On Monday, representatives from community groups said government agencies colluded inappropriately with Lennar Corp. when investigating a cloud of asbestos kicked up in 2006 by contractors working on the Hunters Point Naval Shipyard.
In a tearful news conference, residents revealed what they believe are the most damning of about 2,000 emails obtained through a Freedom of Information Act request. A U.S. Environmental Protection Agency official said the allegations are under investigation, but otherwise declined to comment.
Neighborhood advocates said correspondence between the EPA, the San Francisco Department of Public Health and Lennar shows a conspiracy to downplay health risks of the asbestos cloud they say caused nosebleeds, rashes and headaches for area residents.

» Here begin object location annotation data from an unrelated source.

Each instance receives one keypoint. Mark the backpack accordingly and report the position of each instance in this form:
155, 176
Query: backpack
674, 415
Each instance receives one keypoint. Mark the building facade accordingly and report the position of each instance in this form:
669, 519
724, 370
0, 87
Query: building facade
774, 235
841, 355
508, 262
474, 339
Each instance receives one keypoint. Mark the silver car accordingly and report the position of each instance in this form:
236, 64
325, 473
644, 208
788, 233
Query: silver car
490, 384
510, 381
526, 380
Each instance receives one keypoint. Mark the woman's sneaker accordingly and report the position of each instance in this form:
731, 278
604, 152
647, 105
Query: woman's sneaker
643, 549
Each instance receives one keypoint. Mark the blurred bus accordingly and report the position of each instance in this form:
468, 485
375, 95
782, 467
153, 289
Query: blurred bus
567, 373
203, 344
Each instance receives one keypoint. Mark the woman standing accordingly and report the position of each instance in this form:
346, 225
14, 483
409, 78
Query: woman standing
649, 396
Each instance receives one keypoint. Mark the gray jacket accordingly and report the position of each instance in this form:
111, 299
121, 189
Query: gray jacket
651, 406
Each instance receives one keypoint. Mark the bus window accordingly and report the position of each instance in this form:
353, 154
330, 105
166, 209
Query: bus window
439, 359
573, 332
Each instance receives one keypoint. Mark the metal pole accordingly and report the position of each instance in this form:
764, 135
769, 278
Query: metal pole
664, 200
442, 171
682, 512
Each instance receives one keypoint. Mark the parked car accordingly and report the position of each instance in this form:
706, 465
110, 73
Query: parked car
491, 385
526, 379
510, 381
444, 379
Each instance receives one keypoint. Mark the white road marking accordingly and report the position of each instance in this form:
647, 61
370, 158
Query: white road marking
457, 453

A 2007 email to Public Health Department employees seems to allude to an effort to avoid doing analysis that might cause public outrage.
“It seems to me that the available facts are on our side, so we should stay away from trying to create more data,” wrote David Rizzolo, the department’s asbestos program manager. “More data might not help us. We can talk more about this directly.”
Lennar obtained part of the former shipyard in 2005 with the intention of building homes there. Following complaints about the dust cloud that resulted from grading work, the Bay Area Air Quality Management District fined Lennar $515,000 in 2008 after a worker failed to properly calibrate air-monitoring equipment.
But the district said there was no definitive health hazard, and community groups asked the EPA to do further review. In June, the agency said Lennar was doing what it could.
In a 2009 email to a Lennar consultant, EPA project manager Mark Ripperda discussed a meeting on the dust with district officials.
“I prefer to keep our message as simple as possible and stay away from health assessments and from shut-down days,” Ripperda wrote, referring to instances when contractors had to stop work due to district air-quality limits.
Lennar Urban President Kofi Bonner said residents should be assured that asbestos levels are not harmful, and that there was no attempt to misconstrue potential threats.
“Nothing in these emails suggests any data was hidden, altered or covered up,” Bonner said via email.